122 W 4th St, Los Angeles
View WebsiteEarn 3X Points

Orsa & Winston was once one of the most coveted reservations in LA, a Downtown gem serving creative Japanese and Italian dishes no one had ever seen before. It was a place we were excited to bring friends to try everything from chicken katsu sandwiches to scallop chowder with pickled grapes to chilled soba noodles with pesto, uni, and abalone.

But sadly, after years of pandemic-related tweaks and changes, it's hard to see what the point is anymore.

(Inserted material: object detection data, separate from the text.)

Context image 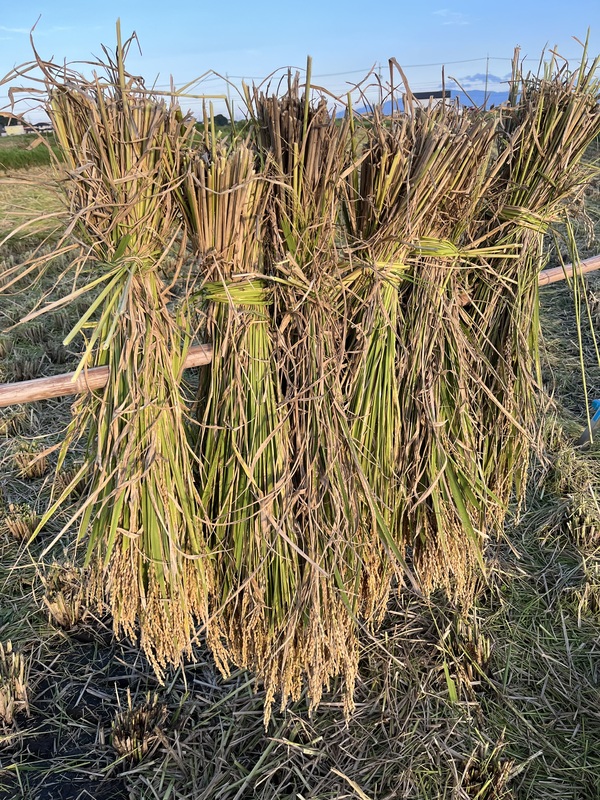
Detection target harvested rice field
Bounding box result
[0,42,600,800]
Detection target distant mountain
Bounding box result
[452,89,508,108]
[350,89,508,117]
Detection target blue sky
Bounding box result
[0,0,600,119]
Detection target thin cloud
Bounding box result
[461,72,507,83]
[0,25,29,33]
[433,8,470,25]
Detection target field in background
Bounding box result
[0,158,600,800]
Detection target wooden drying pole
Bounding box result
[0,256,600,408]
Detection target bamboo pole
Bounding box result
[0,255,600,408]
[539,256,600,286]
[0,344,212,408]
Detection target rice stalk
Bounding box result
[31,26,211,676]
[247,70,368,716]
[180,142,299,715]
[466,45,600,510]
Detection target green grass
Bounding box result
[0,133,58,172]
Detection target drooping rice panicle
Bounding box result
[176,142,299,708]
[247,69,366,720]
[32,26,216,675]
[465,50,600,521]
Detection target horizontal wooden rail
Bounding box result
[539,256,600,286]
[0,256,600,408]
[0,344,212,408]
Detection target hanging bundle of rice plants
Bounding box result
[173,136,299,715]
[344,87,508,607]
[247,70,367,720]
[33,28,212,675]
[465,49,600,510]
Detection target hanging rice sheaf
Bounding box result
[240,70,368,720]
[465,49,600,524]
[32,28,212,675]
[9,35,600,721]
[343,89,504,609]
[180,134,300,716]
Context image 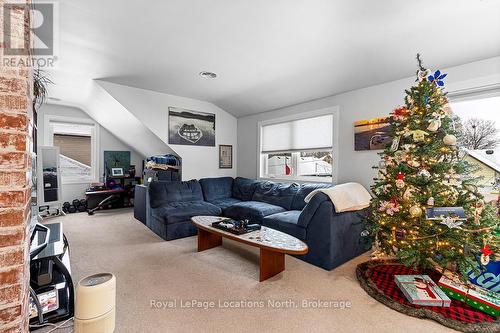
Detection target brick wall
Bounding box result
[0,0,32,333]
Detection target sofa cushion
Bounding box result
[291,183,333,210]
[223,201,285,223]
[151,201,221,224]
[149,180,203,208]
[233,177,260,201]
[252,181,300,210]
[262,210,306,240]
[200,177,233,202]
[211,198,241,210]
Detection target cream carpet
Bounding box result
[39,209,453,333]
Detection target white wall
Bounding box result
[37,104,144,201]
[97,81,238,180]
[238,57,500,187]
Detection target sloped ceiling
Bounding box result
[40,0,500,116]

Orsa & Winston review image

Photos by Jakob Layman

Our last meal here was disappointing. There’s now only a single tasting menu at night, an unfocused mishmash of Euro-Asian dishes. Between the modern design scheme, open kitchen, and jazz playing in the background, you get the sense you’re supposed to be impressed. People wear cashmere and speak in hushed tones; wine is explained by thoughtful sommeliers intent on having a conversation with you. But at $125 per person ($205 with the wine pairing, even more with the automatic 20% service charge), we shouldn’t just “get the sense” that we’re impressed—we should feel the damn thing.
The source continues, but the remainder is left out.